Non si direbbe. Ieri sera c’è stato l’incontro con i sindacati e il commissario di Alitalia, Fantozzi, ha fatto il quadro della situazione finanziaria: «A fine agosto Alitalia ha in cassa 195-200 milioni. A fine settembre saranno 30-50. Cinquanta milioni sono stati pagati alla Iata per evitare l’interruzione del servizio di biglietteria internazionale». Quindi se si arriva a fine settembre senza aver concluso nulla si chiude. Il sindacato questo non può non saperlo.
• Qual è la posizione della Cgil?
Epifani ha parlato ieri con Repubblica. Le dico le frasi-chiave dell’intervista: «Non possiamo accettare la logica del prendere o lasciare», «Aprire un confronto a partire dal piano industriale», «Nel decreto del governo ci sono problemi seri», «Le regole devono essere uguali per tutti».

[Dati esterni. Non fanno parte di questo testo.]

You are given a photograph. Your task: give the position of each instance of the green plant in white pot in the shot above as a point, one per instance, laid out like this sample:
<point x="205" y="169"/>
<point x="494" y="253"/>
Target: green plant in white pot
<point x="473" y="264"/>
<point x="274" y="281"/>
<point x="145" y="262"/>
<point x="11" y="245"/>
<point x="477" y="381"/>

• Mmmm. Non è che sia chiarissimo.
Contiene la chiave dell’accordo. I punti decisivi sono gli ultimi due, cioè «le regole devono essere uguali per tutti» e «nel decreto del governo ci sono problemi seri». «Le regole devono essere uguali per tutti» significa che quello che viene concesso ad Alitalia deve valere anche per le altre aziende in difficoltà. Tu dai ad Alitalia quattro anni di cassa integrazione e tre di mobilità? Devi prepararti a far lo stesso – eventualmente – anche con Enel, Telecom e forse anche con tutte le altre aziende, medie o piccole che siano. Insomma il sindacato sa che si preparano tempi durissimi e vuole approfittare della stretta di Alitalia per estendere il più possibile il campo degli ammortizzatori. La frase «nel decreto ci sono problemi seri» significa poi che il sindacato considera con allarme la possibilità, che viene concessa ad Alitalia, di sbarazzarsi di pezzi d’azienda o addirittura di singoli lavoratori cedendoli ad un’altra società. Epifani ha ricordato che normative di questo tipo stavano già nella legge Biagi e che la Cgil le avversò con tutte le sue forze. Se su questi due punti il governo si mostrerà flessibile, la Cgil ha l’aria di esser pronta ad accettare tutto il resto. I primi due punti – quelli relativi al “prendere o lasciare” e quello del piano industriale – sembrano piuttosto propaganda.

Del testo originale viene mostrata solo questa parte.